Muhteşem bir ağırlama yaptılar.
Şehrin bir çok noktasında, festival tanıtımı ve posterlerimiz var.
Batman’ın Marka şehir olması için elde ne var diye baktığımızda;
yemek ve restoran kalitesi, belki de Doğu Anadolu’nun en iyilerinden.
Ören yerleri dersen; başta Hasankeyf olmak üzere;
Malabadi Köprüsü,
Dara Mezopotamya Harabeleri,
Mor Kinyukus Manastırı,
Bozikan Kalesi vs onlarca muhteşem eseri var.
Şehir modern, oteller çok güzel, insanlar misafirperver vs.
İlk akşam; Hasankeyf’te nehir kenarında, ışıl ışıl müzikli bir restorana gittik.
Gelsin yöresel yemekler, kebaplar, salatalar.
Ortam şahane.
Ne içersiniz dediler.
Dedim, Rakı.
Yok maalesef; dediler.
O zaman, Şarap.
Bizde alkol yok dediler.
O zaman, aldıralım bir yerden.
I Ihh.
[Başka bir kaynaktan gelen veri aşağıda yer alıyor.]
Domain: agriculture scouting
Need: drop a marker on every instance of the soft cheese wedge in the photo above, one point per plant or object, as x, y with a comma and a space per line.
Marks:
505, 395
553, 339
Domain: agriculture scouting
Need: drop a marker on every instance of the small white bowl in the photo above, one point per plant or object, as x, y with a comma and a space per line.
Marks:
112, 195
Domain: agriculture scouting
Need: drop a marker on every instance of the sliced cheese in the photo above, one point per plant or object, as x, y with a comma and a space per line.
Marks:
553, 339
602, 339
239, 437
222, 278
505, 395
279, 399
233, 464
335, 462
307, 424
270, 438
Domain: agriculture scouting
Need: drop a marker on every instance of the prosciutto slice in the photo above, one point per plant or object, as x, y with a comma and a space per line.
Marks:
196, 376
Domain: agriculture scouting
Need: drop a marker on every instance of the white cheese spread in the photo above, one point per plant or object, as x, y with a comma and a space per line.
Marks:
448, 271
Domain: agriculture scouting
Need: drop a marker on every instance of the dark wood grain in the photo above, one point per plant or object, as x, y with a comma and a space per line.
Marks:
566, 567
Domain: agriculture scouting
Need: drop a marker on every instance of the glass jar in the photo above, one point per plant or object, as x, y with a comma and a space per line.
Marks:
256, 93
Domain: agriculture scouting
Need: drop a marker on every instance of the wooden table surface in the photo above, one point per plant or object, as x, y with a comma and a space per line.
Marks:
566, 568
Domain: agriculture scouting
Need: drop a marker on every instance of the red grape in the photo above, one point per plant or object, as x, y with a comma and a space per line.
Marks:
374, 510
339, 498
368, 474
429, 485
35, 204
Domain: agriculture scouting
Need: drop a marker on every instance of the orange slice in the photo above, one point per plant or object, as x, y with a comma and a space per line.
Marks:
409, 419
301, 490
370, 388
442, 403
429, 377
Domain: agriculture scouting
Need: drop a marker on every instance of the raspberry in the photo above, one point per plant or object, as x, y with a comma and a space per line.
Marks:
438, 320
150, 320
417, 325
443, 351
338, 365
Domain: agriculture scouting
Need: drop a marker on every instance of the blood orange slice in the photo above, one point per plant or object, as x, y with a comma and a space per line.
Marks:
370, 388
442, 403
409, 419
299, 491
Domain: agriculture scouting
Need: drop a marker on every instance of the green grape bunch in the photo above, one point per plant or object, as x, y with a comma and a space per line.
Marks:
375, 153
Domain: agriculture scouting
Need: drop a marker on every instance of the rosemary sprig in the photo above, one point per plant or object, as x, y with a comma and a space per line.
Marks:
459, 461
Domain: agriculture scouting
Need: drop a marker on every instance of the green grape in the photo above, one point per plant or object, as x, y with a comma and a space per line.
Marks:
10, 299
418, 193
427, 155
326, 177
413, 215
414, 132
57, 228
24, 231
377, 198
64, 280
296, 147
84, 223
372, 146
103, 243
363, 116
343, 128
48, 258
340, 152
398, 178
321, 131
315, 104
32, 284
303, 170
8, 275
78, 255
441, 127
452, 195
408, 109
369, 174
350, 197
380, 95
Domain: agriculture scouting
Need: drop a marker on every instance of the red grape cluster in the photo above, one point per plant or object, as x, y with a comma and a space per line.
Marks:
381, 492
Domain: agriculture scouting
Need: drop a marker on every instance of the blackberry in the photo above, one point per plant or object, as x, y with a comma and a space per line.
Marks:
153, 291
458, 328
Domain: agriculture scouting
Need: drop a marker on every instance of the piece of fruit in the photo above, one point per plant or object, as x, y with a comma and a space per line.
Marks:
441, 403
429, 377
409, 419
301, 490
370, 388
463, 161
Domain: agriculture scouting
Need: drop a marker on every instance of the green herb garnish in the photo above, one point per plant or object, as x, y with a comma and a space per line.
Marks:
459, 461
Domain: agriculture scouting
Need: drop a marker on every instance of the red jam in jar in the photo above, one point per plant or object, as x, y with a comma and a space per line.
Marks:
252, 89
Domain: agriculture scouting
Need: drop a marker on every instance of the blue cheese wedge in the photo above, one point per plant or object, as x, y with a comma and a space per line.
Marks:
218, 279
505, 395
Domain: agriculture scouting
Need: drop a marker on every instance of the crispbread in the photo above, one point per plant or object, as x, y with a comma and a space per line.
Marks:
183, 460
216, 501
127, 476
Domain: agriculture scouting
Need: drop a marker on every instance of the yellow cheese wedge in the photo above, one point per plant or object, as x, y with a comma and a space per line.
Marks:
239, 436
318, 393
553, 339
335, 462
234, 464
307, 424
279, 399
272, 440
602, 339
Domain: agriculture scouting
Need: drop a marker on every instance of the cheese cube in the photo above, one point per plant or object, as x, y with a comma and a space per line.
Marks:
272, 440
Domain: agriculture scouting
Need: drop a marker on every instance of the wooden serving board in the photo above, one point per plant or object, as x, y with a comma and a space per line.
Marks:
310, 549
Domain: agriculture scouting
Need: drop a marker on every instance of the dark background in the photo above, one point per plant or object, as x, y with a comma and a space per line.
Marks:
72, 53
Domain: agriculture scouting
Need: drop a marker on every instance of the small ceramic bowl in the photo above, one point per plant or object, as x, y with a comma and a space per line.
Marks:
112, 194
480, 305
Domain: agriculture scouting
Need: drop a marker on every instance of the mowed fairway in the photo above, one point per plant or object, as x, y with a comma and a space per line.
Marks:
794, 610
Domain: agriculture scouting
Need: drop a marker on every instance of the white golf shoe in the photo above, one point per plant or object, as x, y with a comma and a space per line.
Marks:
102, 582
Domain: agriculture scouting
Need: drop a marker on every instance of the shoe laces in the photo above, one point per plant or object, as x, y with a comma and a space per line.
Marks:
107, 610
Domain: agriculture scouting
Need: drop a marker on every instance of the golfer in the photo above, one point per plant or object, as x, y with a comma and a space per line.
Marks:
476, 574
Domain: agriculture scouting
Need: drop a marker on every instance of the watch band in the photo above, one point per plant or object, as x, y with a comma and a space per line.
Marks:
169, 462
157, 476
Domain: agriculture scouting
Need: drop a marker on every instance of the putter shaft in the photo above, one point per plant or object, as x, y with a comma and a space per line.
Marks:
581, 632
Alkol tamamen yasakmış.
Kısa tuttuk keyfimizi.
Ancak; ertesi akşam, şehirdeki en lüks restoranda; aynı sorunla karşılaştık.
Yasak, yasak, yasak..!
EĞLENCE YOKSA TURiST YOK..!
Neyse; son gün Panel var.
Konuşmacıyız.
Yerel basın da orada.
Konuşmamı bitirdim.
Soru-cevap kısmına geldik.
Konuşmamda, bu konuyu açmadığım halde; gelen soru,
“Şehre turist gelmesine geliyor da,
burada pek konaklama yapmak istemiyorlar.
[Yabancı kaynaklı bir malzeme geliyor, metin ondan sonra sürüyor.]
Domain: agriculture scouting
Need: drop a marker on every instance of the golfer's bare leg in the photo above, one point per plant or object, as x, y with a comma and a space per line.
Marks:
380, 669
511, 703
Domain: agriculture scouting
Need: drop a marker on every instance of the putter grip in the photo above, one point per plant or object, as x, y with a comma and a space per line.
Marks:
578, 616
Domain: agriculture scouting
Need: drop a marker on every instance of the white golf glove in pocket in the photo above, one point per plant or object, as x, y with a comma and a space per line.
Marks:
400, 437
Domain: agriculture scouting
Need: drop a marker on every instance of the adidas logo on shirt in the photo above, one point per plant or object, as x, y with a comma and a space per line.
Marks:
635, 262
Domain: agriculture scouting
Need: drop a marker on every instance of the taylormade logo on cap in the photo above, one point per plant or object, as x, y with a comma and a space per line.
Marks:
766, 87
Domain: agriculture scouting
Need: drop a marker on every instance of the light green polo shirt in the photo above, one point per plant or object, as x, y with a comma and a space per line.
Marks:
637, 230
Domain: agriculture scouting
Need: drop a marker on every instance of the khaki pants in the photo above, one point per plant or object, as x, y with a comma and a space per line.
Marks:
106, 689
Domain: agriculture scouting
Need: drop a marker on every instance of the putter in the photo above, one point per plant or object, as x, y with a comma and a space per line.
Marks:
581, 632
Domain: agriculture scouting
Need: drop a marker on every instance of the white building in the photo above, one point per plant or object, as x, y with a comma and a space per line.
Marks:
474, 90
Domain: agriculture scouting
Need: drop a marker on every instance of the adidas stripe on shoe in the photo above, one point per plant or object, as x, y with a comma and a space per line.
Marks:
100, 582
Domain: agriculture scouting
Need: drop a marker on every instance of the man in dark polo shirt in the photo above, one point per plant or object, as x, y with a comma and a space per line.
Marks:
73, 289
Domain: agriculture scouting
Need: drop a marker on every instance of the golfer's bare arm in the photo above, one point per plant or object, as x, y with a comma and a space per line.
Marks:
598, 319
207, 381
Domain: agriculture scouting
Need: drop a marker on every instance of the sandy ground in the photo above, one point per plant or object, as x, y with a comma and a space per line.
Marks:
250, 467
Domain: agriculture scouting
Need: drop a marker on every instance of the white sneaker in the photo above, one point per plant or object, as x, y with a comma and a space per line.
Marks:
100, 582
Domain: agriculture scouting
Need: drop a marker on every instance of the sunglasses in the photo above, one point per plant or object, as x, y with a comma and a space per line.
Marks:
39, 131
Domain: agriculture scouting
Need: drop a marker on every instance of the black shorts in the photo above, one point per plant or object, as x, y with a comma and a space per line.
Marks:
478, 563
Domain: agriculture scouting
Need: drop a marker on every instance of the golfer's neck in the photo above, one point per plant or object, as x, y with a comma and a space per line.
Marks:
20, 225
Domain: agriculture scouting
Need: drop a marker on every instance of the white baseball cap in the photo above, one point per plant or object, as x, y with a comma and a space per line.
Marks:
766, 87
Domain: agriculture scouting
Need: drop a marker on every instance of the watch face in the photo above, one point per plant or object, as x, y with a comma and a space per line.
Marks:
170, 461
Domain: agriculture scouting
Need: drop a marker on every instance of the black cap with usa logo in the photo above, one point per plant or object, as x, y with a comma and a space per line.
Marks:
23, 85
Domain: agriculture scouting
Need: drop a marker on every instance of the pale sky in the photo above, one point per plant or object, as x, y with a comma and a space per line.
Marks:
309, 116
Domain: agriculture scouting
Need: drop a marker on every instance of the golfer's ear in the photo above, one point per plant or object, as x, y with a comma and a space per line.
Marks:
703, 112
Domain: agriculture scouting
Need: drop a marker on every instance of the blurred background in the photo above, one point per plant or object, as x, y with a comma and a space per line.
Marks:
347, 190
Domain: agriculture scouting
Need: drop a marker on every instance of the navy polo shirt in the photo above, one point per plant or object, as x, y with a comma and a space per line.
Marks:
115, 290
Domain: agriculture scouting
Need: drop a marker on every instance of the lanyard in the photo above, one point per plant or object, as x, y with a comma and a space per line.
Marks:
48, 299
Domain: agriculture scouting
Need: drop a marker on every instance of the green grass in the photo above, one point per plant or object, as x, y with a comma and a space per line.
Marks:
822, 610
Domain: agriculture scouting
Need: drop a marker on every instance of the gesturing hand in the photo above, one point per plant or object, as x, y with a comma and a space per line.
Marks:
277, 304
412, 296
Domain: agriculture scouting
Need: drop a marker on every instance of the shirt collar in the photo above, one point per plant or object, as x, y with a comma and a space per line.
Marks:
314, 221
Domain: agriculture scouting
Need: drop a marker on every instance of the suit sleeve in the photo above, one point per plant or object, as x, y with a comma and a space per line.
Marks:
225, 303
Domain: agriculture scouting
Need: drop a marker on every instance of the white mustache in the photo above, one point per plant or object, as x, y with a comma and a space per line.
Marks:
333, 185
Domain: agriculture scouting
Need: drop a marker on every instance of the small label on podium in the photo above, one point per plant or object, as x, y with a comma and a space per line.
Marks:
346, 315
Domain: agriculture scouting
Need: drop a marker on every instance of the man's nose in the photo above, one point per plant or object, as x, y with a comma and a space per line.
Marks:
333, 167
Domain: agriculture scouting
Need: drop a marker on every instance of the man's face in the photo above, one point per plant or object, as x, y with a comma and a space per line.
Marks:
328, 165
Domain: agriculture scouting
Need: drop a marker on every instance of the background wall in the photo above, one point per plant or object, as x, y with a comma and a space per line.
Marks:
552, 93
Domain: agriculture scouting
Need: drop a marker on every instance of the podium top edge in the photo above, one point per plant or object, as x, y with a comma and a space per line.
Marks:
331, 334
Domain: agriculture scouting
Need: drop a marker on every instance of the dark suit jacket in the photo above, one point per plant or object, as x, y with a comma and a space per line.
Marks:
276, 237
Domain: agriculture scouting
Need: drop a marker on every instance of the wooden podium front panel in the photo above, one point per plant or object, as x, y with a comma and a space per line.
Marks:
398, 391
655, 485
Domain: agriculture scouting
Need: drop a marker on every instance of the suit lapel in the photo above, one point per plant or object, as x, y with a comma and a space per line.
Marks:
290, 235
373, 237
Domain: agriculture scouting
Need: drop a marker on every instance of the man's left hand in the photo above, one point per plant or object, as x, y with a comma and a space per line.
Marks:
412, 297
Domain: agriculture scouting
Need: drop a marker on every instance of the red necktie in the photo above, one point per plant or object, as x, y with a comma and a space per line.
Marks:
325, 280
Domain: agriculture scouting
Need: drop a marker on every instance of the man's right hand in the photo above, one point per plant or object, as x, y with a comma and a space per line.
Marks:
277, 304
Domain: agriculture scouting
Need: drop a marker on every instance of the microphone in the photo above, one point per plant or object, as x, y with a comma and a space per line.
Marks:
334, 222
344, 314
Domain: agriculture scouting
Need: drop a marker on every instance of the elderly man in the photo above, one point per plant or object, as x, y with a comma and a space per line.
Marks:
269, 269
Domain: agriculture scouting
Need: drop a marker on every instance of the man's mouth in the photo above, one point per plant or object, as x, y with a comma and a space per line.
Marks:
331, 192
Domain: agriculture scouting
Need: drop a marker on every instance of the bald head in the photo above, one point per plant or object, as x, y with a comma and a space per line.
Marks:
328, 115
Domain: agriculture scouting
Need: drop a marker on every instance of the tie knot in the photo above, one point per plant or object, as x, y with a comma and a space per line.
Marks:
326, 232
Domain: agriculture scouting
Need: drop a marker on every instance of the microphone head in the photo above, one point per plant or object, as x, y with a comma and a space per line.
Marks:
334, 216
Ören yerlerini görüp, direkt Diyarbakır’a geçiyorlar.
Ne yapmalı?”
Tek cevabı var bunun;
Sen; tüm gün şehri dolaşmış, yorulmuş turiste keyifli bir akşam yemeği sunamazsan,
o turist orada durmaz.
Kısaca; “Eğlence yoksa turist yok”
Ayrıca; marka olmak istiyorsan,
bunların dışında; şehrin görsel bir sembolü olmalı.
Konya’nın Derviş’i,
Ağrı’nın dağı,
Ankara’nın Hitit Güneşi,
İzmir’in Saat Kulesi gibi.
Ayrıca; nasıl Ciğer denince akla Diyarbakır,
Künefe denince Hatay,
Şırdan-Adana,
Baklava-Gaziantep geliyorsa;
Batman’a özgü marka yemekler olmalı.
Batman yöresine özgü müzikler keşfedilmeli.
Müzeleri zenginleştirmeli,
Yöresel giysiler tanıtılmalı ve şehre özgü müzikli bir eğlence kültürü olmalı.
En önemlisi, belde; yurtiçi ve yurtdışı fuarlarda kendi adına, temsil edilmeli.